I am trying to interpret line-by-line what is this assembly code doing but I found myself really confused when presented with this jump table which is in assembly.This is taken from the textbook exercise question 3.63 but there is no explanation on it - hence why I am asking it here. The goal is to reverse engineer provided assembly listing and write C code which could generate it (feel switch statement body). Please help :(
The textbook is : Randal E. Bryant, David R. O’Hallaron - Computer Systems. A Programmer’s Perspective [3rd ed.] (2016, Pearson)
qn 3.63
long switch_prob(long x, long n) {
long result = x;
switch(n) {
/* Fill in code here */
}
return result;
}
I am not sure how to 'decode' it or how to know where it is pointing to.
0000000000400590 <switch_prob>:
400590: 48 83 ee 3c sub $0x3c,%rsi
400594: 48 83 fe 05 cmp $0x5,%rsi
400598: 77 29 ja 4005c3 <switch_prob+0x33>
40059a: ff 24 f5 f8 06 40 00 jmpq *0x4006f8(,%rsi,8)
4005a1: 48 8d 04 fd 00 00 00 lea 0x0(,%rdi,8),%rax
4005a8: 00
4005a9: c3 retq
4005aa: 48 89 f8 mov %rdi,%rax
4005ad: 48 c1 f8 03 sar $0x3,%rax
4005b1: c3 retq
4005b2: 48 89 f8 mov %rdi,%rax
4005b5: 48 c1 e0 04 shl $0x4,%rax
4005b9: 48 29 f8 sub %rdi,%rax
4005bc: 48 89 c7 mov %rax,%rdi
4005bf: 48 0f af ff imul %rdi,%rdi
4005c3: 48 8d 47 4b lea 0x4b(%rdi),%rax
4005c7: c3 retq
The jump table resides in a different area of memory. We can see from the indirect jump on line 5 that the jump table begins at address 0x4006f8. Using the GDB debugger, we can examine the six 8-byte words of memory comprising the jump table with the command x/6gx 0x4006f8. GDB prints the following:
(gdb) x/6gx 0x4006f8
0x4006f8: 0x00000000004005a1 0x00000000004005c3
0x400708: 0x00000000004005a1 0x00000000004005aa
0x400718: 0x00000000004005b2 0x00000000004005bf
I understand that this line 40059a: ff 24 f5 f8 06 40 00 jmpq *0x4006f8(,%rsi,8)

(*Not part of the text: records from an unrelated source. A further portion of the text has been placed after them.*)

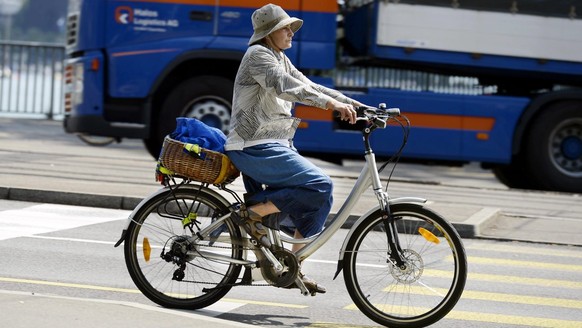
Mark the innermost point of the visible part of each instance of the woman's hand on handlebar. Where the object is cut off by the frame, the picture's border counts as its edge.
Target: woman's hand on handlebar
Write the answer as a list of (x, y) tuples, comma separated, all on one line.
[(347, 112)]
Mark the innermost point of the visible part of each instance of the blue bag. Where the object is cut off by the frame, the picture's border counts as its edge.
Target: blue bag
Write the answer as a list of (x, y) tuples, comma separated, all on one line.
[(192, 131)]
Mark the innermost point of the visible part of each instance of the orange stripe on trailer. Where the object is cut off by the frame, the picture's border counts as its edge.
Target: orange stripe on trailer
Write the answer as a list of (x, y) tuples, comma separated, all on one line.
[(419, 120), (324, 6), (453, 122)]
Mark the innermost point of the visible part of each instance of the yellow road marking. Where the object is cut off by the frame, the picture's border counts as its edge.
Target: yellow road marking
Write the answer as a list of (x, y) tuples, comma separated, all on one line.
[(495, 297), (135, 291), (538, 282), (492, 318), (526, 264), (519, 249), (334, 325)]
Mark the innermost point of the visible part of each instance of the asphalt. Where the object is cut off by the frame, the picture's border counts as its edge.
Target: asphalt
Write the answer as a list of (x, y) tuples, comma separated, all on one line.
[(41, 163)]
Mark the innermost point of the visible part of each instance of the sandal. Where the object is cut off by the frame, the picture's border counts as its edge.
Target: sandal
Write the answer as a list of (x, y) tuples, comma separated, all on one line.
[(253, 226), (312, 286)]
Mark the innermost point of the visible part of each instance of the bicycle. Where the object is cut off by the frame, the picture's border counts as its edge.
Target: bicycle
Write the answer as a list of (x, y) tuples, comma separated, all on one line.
[(403, 264)]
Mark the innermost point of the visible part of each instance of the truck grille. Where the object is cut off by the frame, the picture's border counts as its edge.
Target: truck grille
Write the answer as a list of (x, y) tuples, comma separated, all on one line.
[(72, 29)]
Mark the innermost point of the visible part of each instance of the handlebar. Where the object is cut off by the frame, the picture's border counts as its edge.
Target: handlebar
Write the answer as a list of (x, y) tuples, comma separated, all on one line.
[(377, 116)]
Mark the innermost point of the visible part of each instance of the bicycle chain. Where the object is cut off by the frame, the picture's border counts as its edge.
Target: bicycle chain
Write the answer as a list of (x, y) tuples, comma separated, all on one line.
[(227, 285)]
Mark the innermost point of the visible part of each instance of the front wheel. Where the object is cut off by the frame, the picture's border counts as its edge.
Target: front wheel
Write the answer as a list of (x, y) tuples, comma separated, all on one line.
[(164, 249), (426, 288)]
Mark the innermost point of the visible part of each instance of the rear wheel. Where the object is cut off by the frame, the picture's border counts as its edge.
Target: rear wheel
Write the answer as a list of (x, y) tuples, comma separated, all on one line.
[(164, 252), (207, 98), (423, 291), (554, 148)]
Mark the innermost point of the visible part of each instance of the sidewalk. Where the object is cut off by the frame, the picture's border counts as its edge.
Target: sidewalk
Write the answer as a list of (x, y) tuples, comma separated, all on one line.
[(39, 162), (20, 309)]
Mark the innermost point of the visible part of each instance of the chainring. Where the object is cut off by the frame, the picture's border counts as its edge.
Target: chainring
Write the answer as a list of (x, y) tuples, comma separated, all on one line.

is jumping to the table but I am unsure about how to
1)interpret the jump table [what does each address correspond to, what does each of the 6 values
mean/hold]
2) reverse engineer it to get the different cases of the switch statement.

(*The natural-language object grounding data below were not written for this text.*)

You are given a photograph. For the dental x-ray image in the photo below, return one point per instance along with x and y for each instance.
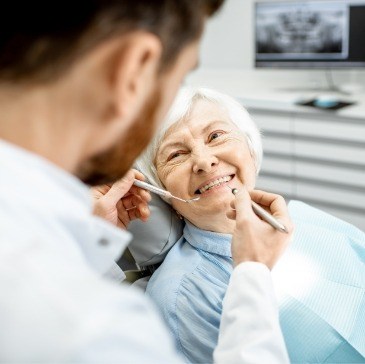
(305, 29)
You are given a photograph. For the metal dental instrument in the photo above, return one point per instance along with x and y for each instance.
(160, 191)
(264, 214)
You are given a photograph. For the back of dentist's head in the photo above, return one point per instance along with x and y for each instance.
(180, 110)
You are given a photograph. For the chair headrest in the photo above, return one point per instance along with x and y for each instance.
(153, 239)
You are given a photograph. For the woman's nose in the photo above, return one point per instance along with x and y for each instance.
(205, 162)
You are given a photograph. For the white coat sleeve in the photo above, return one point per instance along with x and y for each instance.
(250, 331)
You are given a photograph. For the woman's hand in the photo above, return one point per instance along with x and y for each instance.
(122, 202)
(254, 239)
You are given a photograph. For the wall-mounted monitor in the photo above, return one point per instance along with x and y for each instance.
(310, 34)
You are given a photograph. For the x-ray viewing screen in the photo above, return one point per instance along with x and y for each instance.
(310, 34)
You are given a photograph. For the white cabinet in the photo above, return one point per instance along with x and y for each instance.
(318, 158)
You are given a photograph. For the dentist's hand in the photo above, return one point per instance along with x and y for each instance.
(254, 239)
(122, 202)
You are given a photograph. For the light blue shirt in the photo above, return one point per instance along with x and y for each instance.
(320, 286)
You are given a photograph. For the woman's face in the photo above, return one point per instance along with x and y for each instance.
(202, 156)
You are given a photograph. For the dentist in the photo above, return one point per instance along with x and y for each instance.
(83, 86)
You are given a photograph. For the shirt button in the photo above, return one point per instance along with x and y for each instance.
(103, 242)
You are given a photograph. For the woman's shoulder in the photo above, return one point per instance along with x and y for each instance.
(179, 264)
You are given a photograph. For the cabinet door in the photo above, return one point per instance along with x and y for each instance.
(276, 173)
(329, 154)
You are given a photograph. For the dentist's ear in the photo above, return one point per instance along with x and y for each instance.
(135, 73)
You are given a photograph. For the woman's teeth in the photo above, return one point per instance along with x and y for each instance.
(215, 183)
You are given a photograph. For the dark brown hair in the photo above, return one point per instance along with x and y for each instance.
(40, 40)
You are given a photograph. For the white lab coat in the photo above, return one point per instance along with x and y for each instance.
(57, 305)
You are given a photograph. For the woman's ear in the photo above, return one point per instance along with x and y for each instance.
(134, 73)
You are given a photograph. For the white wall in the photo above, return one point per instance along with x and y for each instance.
(228, 45)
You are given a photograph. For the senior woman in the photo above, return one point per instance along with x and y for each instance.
(207, 146)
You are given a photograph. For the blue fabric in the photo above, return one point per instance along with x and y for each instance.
(320, 284)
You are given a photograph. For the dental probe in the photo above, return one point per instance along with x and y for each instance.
(264, 215)
(160, 191)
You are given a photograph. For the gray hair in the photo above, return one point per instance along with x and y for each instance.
(181, 109)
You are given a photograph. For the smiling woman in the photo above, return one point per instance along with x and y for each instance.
(208, 146)
(207, 143)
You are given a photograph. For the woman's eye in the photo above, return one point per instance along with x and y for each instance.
(173, 155)
(215, 135)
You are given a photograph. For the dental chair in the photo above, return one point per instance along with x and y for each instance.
(338, 276)
(151, 242)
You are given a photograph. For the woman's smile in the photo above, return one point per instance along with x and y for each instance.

Any help is appreciated, thank you :)
There are apparently (5 or) 6 cases of consecutive values, and the omnipresent default.
The jump table contains one address per case, and you will find these addresses in your listing.
For example, 0x00000000004005a1 is the address of this part:
4005a1: 48 8d 04 fd 00 00 00 lea 0x0(,%rdi,8),%rax
4005a8: 00
4005a9: c3 retq
Because the second entry in the table points to the same address as the default (detected by cmp $0x5,%rsi and ja 4005c3 <switch_prob+0x33>), we can assume that this case is not explicitly listed. That's why it might be just 5 cases.
The subtracted value 0x3c might be the character '<' in ASCII. As well you might like to interpret it in decimal.
The interpretation of each branch of the switch is left as an exercise for you, as this seems to be homework.